MIT uses 4D maps to help robot teams navigate moving obstacles

A new algorithm incorporates time as a fourth mapping dimension

It's one thing to keep robots from crashing into fixed obstacles like walls or furniture, but preventing collisions with other moving things is a much tougher challenge. Targeting teams of robots working together, MIT on Thursday announced a new algorithm that helps robots avoid moving objects.

Planning algorithms for robot teams can be centralized, in which a single computer makes decisions for the whole team, or decentralized, in which each robot makes its own decisions. The latter approach is much better in terms of incorporating local observations, but it's also much trickier, since each robot must essentially guess what the others are going to do.

MIT's new algorithm takes a decentralized approach and factors in not just stationary obstacles but also moving ones. Each robot uses its own observations to map out an obstacle-free region in its immediate environment. It then passes that map to its nearest neighbors. When a robot receives a map from a neighbor, it calculates the intersection of that map with its own and passes that on to other neighbors.
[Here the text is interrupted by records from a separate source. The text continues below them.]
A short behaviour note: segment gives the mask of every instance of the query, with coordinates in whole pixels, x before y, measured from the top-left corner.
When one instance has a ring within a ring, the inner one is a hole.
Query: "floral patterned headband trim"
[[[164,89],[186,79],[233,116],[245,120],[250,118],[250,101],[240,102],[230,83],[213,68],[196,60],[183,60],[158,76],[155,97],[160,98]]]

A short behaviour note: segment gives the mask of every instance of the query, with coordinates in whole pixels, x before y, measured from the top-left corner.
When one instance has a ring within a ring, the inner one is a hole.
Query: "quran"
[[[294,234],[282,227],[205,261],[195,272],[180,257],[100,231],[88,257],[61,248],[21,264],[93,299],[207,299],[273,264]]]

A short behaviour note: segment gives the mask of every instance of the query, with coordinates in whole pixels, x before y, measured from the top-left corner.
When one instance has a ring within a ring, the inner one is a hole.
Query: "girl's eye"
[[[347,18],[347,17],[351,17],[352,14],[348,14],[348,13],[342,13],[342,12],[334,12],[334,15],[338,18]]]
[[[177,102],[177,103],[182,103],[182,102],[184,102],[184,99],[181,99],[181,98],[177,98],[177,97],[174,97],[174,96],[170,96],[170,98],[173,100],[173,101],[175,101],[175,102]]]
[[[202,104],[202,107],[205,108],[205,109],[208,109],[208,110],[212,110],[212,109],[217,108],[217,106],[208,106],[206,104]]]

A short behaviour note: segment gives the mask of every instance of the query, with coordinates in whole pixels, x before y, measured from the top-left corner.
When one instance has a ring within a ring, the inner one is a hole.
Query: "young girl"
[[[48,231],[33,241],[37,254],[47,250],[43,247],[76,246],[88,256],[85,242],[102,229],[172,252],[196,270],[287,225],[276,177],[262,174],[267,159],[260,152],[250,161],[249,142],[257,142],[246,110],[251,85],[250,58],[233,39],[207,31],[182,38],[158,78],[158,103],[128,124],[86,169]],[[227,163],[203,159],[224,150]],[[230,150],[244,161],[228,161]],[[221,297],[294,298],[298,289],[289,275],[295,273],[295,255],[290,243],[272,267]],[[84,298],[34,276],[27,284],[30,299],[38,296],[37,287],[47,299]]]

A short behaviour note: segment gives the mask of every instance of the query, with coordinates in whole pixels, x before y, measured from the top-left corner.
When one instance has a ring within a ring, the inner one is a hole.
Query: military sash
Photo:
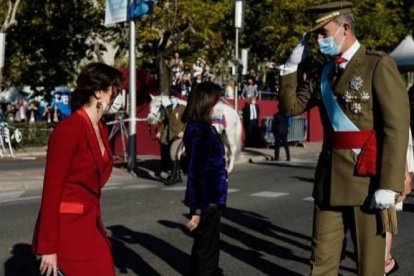
[[[329,80],[333,65],[328,63],[324,66],[321,82],[322,101],[334,130],[329,137],[329,142],[333,148],[352,149],[358,155],[356,164],[358,175],[375,175],[377,160],[375,131],[360,131],[339,106]]]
Because each robot communicates only with its close neighbors, the bandwidth required for communications is greatly reduced, particularly when there are a lot of robots. And each robot ends up with a map that reflects all of the obstacles detected by the whole team.

The algorithm accounts for obstacles in motion by including time as a fourth mapping dimension. With that dimension included, it describes how a three-dimensional map would have to change to accommodate the obstacle’s change of location over a span of a few seconds.
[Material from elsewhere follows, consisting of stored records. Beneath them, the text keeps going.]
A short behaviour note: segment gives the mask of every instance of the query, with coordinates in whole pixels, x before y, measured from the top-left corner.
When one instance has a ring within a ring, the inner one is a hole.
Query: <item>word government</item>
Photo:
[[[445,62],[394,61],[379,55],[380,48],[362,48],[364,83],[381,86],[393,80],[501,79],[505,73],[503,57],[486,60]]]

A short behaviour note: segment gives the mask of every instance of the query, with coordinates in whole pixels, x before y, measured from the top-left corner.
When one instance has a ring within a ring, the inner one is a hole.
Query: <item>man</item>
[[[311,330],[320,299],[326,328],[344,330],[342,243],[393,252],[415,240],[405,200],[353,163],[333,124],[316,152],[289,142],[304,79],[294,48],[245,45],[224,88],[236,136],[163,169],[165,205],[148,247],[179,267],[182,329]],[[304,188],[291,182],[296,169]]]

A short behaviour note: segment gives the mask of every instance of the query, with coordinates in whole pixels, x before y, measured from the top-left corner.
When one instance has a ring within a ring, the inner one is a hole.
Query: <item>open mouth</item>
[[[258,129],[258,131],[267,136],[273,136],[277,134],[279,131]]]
In simulations involving squadrons of mini helicopters, the algorithm came up with the same flight plans that a centralized version did but allowed for small variations as conditions required.

“It’s a really exciting result, because it combines so many challenging goals,” said Daniela Rus, a professor in MIT’s Department of Electrical Engineering and Computer Science and director of the Computer Science and Artificial Intelligence Laboratory.
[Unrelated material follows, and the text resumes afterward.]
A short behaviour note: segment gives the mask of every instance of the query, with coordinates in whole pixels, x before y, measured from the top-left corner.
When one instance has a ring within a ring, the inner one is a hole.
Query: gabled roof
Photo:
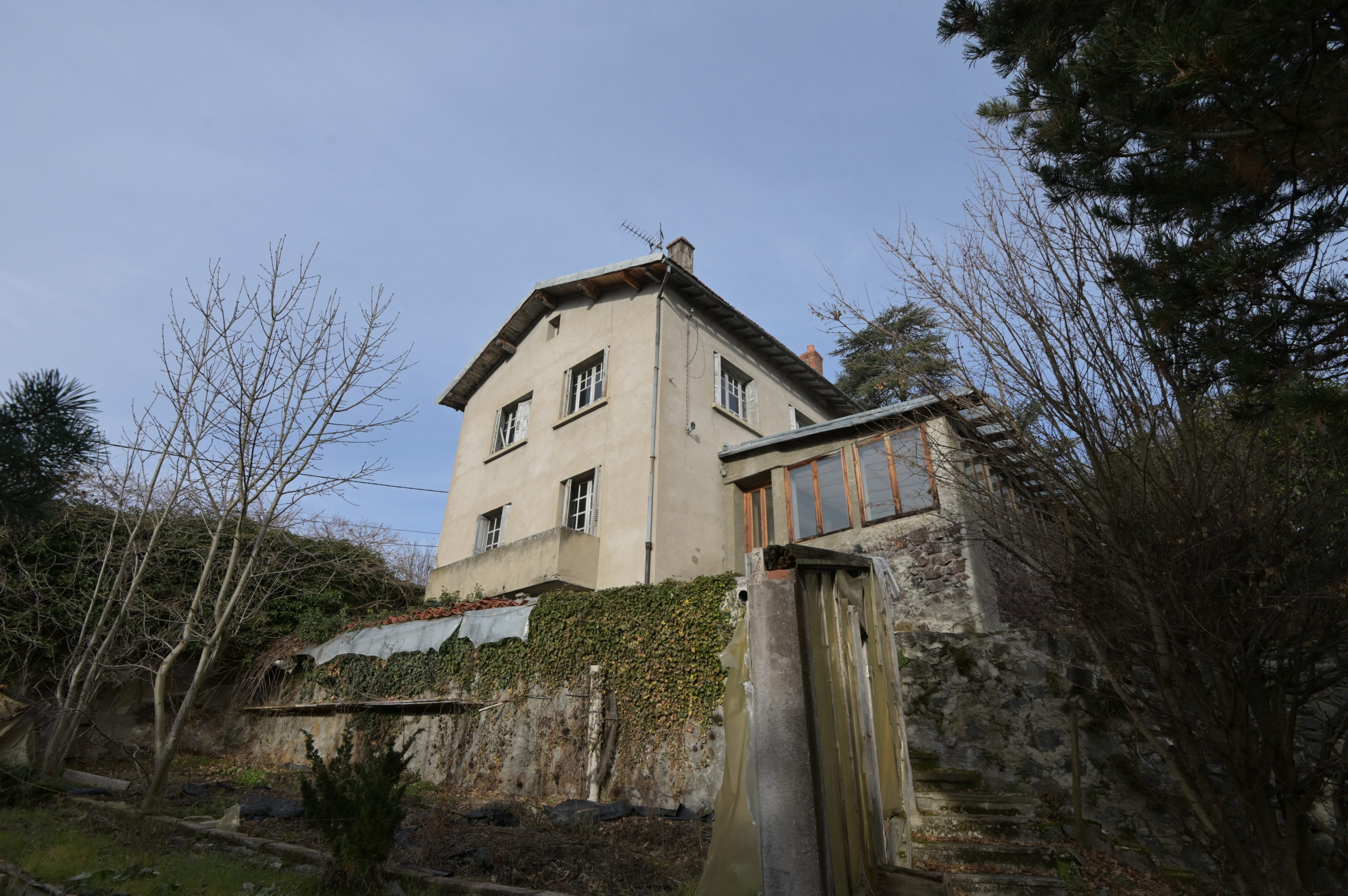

“Your group of robots has a local goal, which is to stay in formation, and a global goal, which is where they want to go or the trajectory along which you want them to move," Rus explained. "You allow them to operate in a world with static obstacles but also unexpected dynamic obstacles, and you have a guarantee that they are going to retain their local and global objectives.”

Each robot updates its map several times per second, calculating the trajectory that will maximize both local and global objectives.

To simulate environments in which humans and robots work together, the researchers are also testing a version of their algorithm on wheeled robots whose goal is to collectively carry an object across a room where humans are also moving.

They'll present their algorithm next month at the International Conference on Robotics and Automation.